In my case, I've always had Kate or José to talk to when I had a problem. So therapy always sounded pretty useless. Why would I need to tell some total stranger about my problems? What good will that do? Though I suppose my therapist this time won't be a random person since I've already gotten to know him...but somehow that makes it even worse.

Anxiety was overcoming me. I couldn't stop worrying about the kind of questions that he was going to ask. There are so many things from my past that I have never talked about to anyone. Even Kate and José haven't heard everything.

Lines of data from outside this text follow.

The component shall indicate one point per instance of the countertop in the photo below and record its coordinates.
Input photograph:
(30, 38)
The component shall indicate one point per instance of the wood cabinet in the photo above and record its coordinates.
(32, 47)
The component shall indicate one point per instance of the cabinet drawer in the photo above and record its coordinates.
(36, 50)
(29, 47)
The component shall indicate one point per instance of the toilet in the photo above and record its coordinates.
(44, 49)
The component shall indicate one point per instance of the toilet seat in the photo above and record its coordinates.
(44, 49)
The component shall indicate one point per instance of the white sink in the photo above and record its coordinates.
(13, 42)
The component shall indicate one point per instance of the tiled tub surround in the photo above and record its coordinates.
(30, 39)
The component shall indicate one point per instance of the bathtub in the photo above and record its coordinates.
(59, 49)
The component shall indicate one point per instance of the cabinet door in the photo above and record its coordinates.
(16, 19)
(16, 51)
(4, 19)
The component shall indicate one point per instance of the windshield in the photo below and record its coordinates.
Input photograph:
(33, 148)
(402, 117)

Too restless to try to go back to sleep, I got up from bed. It was already 8:30 AM. Making my way over to the kitchen I found a note from Kate stuck to the fridge. It read:

Hola Chica! Don't forget to tell me everything about how things went yesterday! Don't think you can escape me! MU HA HA >:D

I snorted at her dorkiness as I opened up the door to grab some milk for my cereal. After closing it back shut, I ripped the note off of the fridge and threw it into the trashcan by the sink. Kate had already been in bed by the time I got home. All of her lab assignments have been wiping her out lately. Poor thing never gets any free time. Pulling out another sticky note from a nearby drawer, I wrote a reply back to her and stuck in on the same spot that her note had been:

Sure. ;) If you're ever home to hear it! xP Mu ha ha~

As I sat down at the kitchen table and poured milk into a bowl of sweet chocolate O's (unhealthy I know) I started to consider what I was going to wear today. Most of the time I just go out in my leggings or sweatpants since there's never really ever been anybody to impress before, but this time the urge to dress up nicely overcame me.

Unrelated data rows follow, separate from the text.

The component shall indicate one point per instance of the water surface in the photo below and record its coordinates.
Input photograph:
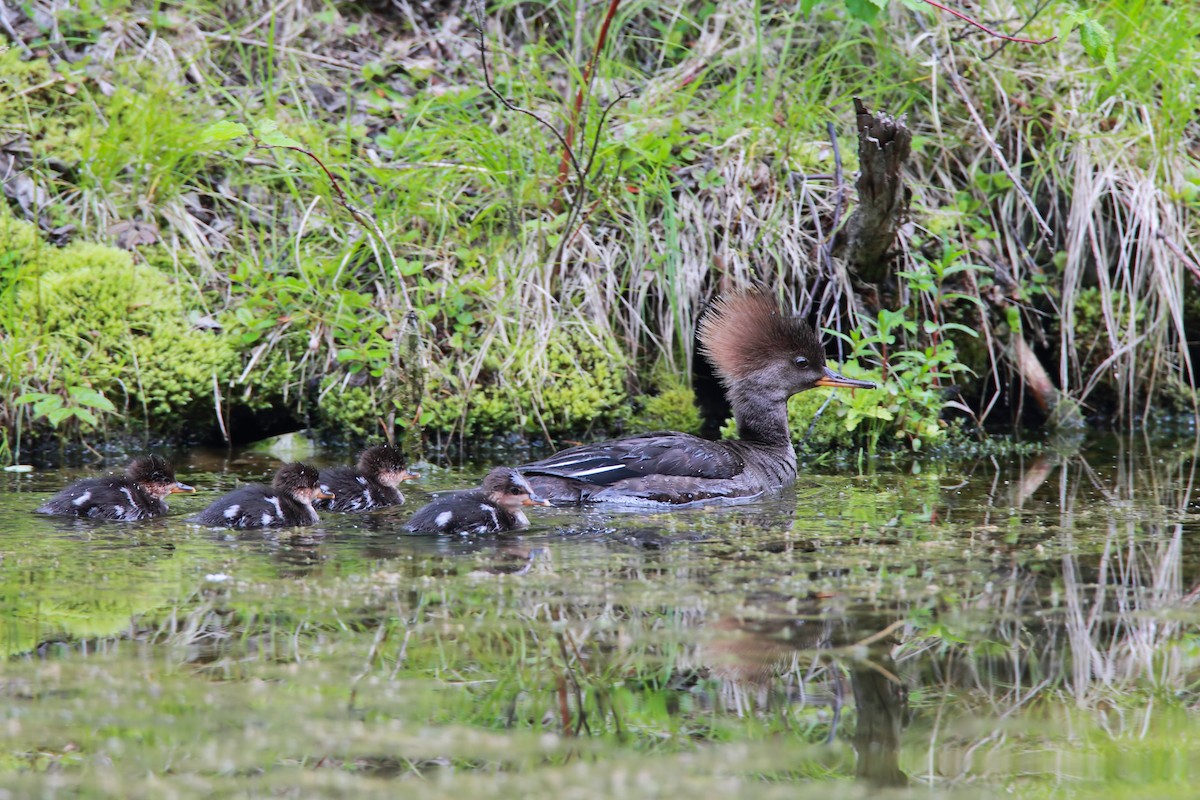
(981, 629)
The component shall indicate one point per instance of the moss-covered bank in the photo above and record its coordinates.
(1053, 202)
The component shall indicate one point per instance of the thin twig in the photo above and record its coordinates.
(1042, 6)
(585, 86)
(985, 29)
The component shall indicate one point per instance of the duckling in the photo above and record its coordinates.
(371, 485)
(137, 495)
(762, 358)
(492, 509)
(285, 504)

It took over an hour just to shower, do makeup, and straighten my hair. "How can people manage to do this every day?" I grumbled in frustration at the piece of hair that just wouldn't seem to come straight. A nice bit of black eyeliner perfectly lined the curve of my eyes. Showing up with it wouldn't be so weird this time, so I decided to go for it. A darker and sexier shade of red than yesterday was also used on my lips. It matched more with the elegant white sweater and dark jeans that I was currently wearing. A nice, sleek and plain black choker added the finishing touches to the outfit. I put the lipstick into my pocket in case of need of emergency reapplying.

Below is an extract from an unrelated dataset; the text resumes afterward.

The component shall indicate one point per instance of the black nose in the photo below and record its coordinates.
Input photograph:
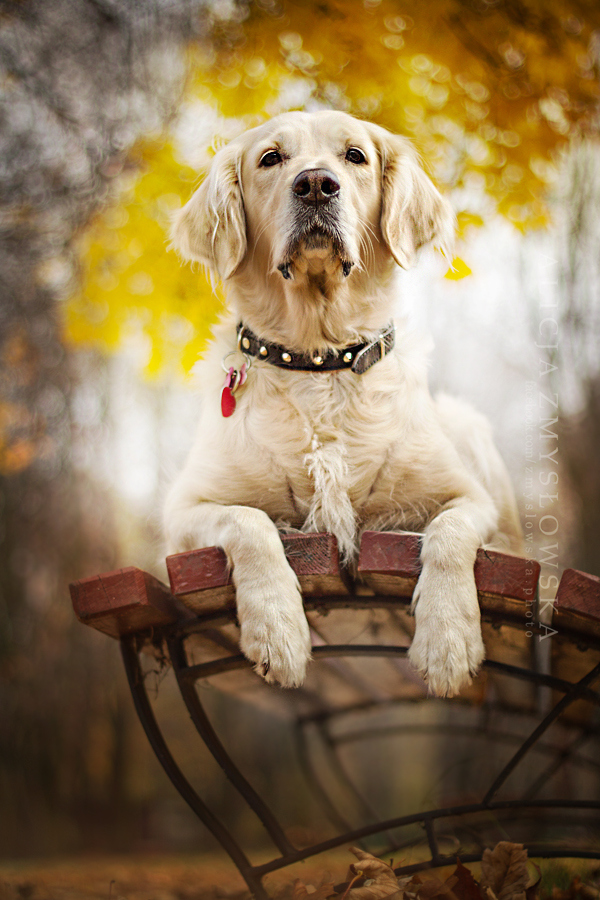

There were only two classes today, but that didn't seem to make it go by any more quickly. Not seeing Christian this morning was a real downer. At least I would be seeing him at the end of it though. That made the sadness a little more bearable. Not having to deal with Jennifer's bullshit was also a plus. Sometime throughout it, I questioned why not having to run into him in class was making me so glum. Especially considering the fact that just a couple days ago I would have considered it a blessing. My feelings and behavior were so foreign to me, that I wasn't even sure if it was still me up in my head. Certainly, they were not something that I had ever experienced before.